Die Kostenentscheidung ist vorläufig vollstreckbar. Der Kläger darf die Vollstreckung durch Sicherheitsleistung in Höhe des beizutreibenden Betrages abwenden, wenn nicht der Beklagte vor der Vollstreckung Sicherheit in gleicher Höhe leistet.

Die Revision wird nicht zugelassen.

Tatbestand: 1

2Der Kläger war bis zum Jahre 1996 Halter des Fahrzeugs mit dem amtlichen Kennzeichen ... . Mit diesem Fahrzeug wurde am 10. September 1993 eine Ordnungswidrigkeit begangen, indem der Fahrzeugführer die zulässige Höchstgeschwindigkeit von 50 km/h innerhalb einer geschlossenen Ortschaft auf der W. Straße in S. um 42 km/h überschritt. Bei dem Verkehrsverstoß ist ein Radarfoto des Fahrer gefertigt worden. Auf dem ihm am 29. September 1993 übersandten Anhörungsbogen führte der Kläger aus, er sei am Tattage in Bayern gewesen und habe das Fahrzeug nicht gefahren. Der Fahrer sei auf dem Foto nicht zu identifizieren; Rückfragen seien erfolglos geblieben. Im Ermittlungsverfahren wurde der Stiefsohn des Klägers von der Polizei vorgeladen, bei der er angab, nicht der Fahrer gewesen zu sein. Der die Vernehmung führende Polizeibeamte vermerkte, der Fahrer auf dem Foto sei nicht zu ermitteln.
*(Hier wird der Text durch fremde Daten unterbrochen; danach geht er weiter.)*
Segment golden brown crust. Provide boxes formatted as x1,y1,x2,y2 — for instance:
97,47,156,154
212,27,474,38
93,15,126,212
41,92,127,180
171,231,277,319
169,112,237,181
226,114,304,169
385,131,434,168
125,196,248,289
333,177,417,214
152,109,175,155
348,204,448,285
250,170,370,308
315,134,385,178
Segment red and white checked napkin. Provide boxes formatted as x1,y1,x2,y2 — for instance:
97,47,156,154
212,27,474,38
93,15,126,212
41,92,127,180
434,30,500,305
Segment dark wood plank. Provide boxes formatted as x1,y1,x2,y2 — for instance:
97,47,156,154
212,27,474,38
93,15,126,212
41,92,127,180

3Nach Einstellung des Ordnungswidrigkeitenverfahrens gab der Beklagte dem Kläger Gelegenheit zur Stellungnahme zu der beabsichtigten Fahrtenbuchauflage. Der Kläger wies im folgenden darauf hin, es fehle an den Voraussetzungen für eine Fahrtenbuchauflage. Die Feststellung des Fahrzeugführers sei sehr wohl möglich gewesen. Es seien nicht alle angemessenen und zumutbaren Nachforschungen

angestellt worden, um den Täter zu ermitteln. Wegen der Geringfügigkeit des Verkehrsverstoßes sei die Verhängung einer Fahrtenbuchauflage unverhältnismäßig.
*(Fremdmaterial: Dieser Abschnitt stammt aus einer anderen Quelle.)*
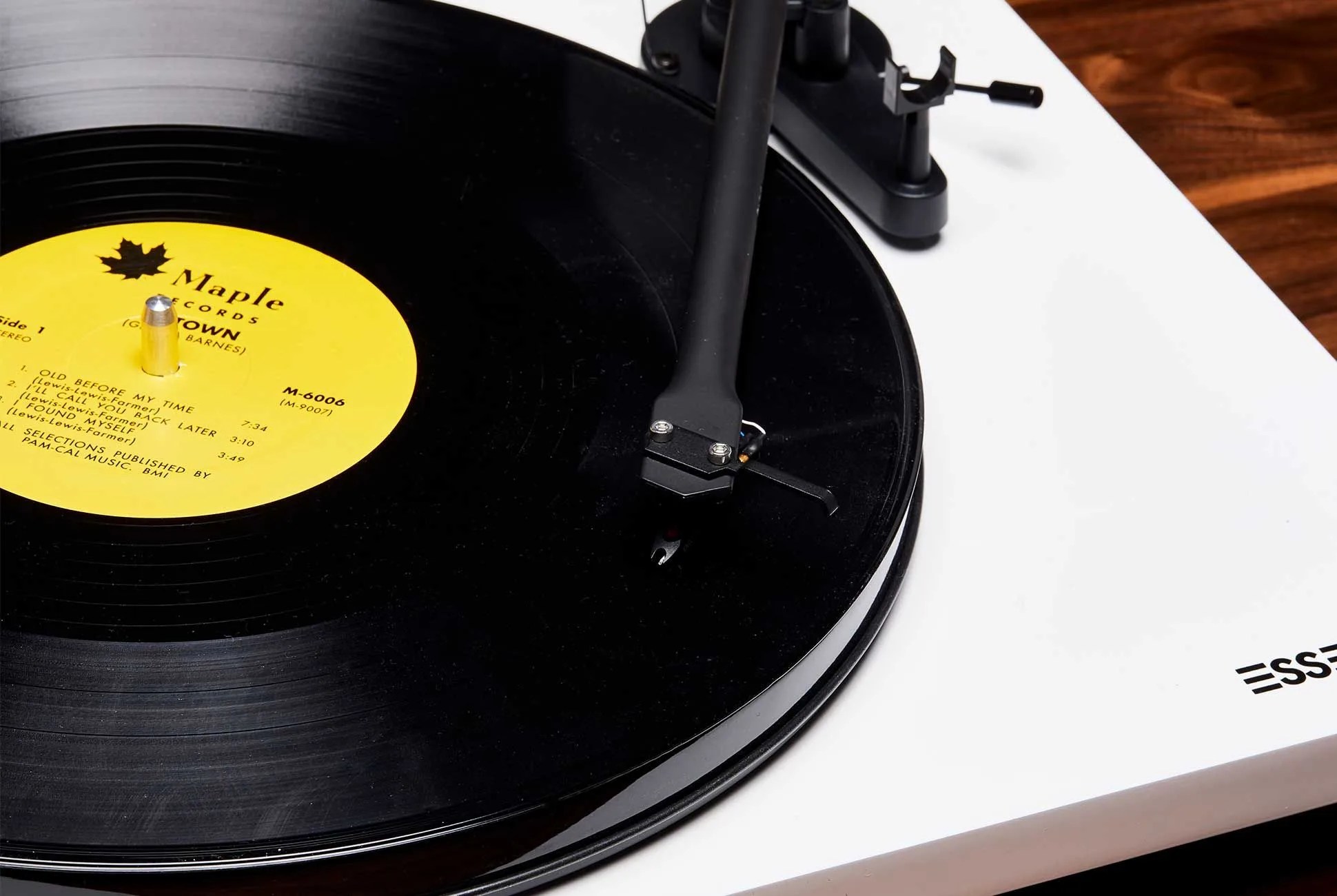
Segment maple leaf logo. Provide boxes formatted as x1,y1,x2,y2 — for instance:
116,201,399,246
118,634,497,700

4Mit Bescheid vom 7. Juni 1994 gab der Beklagte dem Kläger auf, für das Fahrzeug mit dem amtlichen Kennzeichen ... oder für ein innerhalb der Rechtsbehelfsfrist sowie während der Dauer der Auflage angeschafftes Ersatzfahrzeug für die Dauer von sechs Monaten ab Bestandskraft ein Fahrtenbuch zu führen und nach Beendigung jeder einzelnen Fahrt unter Angabe von Datum, Uhrzeit und Fahrstrecke unverzüglich einzutragen, wer das Fahrzeug geführt hat.

5Der Kläger erhob am 21. Juni 1994 Widerspruch und gab an, ein nochmaliges Befragen von Familienmitgliedern habe ergeben, daß das fragliche Fahrzeug am Tattage von seinem Stiefsohn, dem Sohn seiner Ehefrau, geführt worden sei. Damit sei der Grund für die Anordnung des Fahrtenbuchs weggefallen. Mit Widerspruchsbescheid vom 22. Dezember 1995 wies die Bezirksregierung A. den Widerspruch als unbegründet zurück.

6Am 10. Januar 1996 hat der Kläger Klage erhoben, mit der er ergänzend ausführt, die mit seinem Fahrzeug begangene Verkehrsordnungswidrigkeit erfülle nicht die tatbestandlichen Voraussetzungen für die Anordnung einer Fahrtenbuchauflage, da die Geschwindigkeitsüberschreitung in einem Gebiet erfolgt sei, in dem eine Gefährdung von Personen oder Sachwerten ausgeschlossen gewesen sei. Ein solcher Verstoß begründe nicht automatisch Zweifel an der charakterlichen Eignung des Fahrers. Im übrigen sei sein Stiefsohn ein grundsätzlich zuverlässiger, ruhiger und besonnener Fahrer, der nicht zu gefährdender Fahrweise neige. Sein Verstoß sei ein einmaliger "Ausrutscher". Die Fahrtenbuchauflage sei ein Dauerverwaltungsakt, dessen Rechtmäßigkeit sich nach der Sach- und Rechtslage im Zeitpunkt der jeweils letzten Tatsacheninstanz beurteile. Da der Fahrer nunmehr bekannt sei, könne seine charakterliche Eignung zum Führen eines Kraftfahrzeuges konkret festgestellt werden. Eine abstrakte Prognose aufgrund des festgestellten Verkehrsverstoßes verbiete sich daher. Eine Fahrtenbuchauflage könne nicht mehr verhängt werden.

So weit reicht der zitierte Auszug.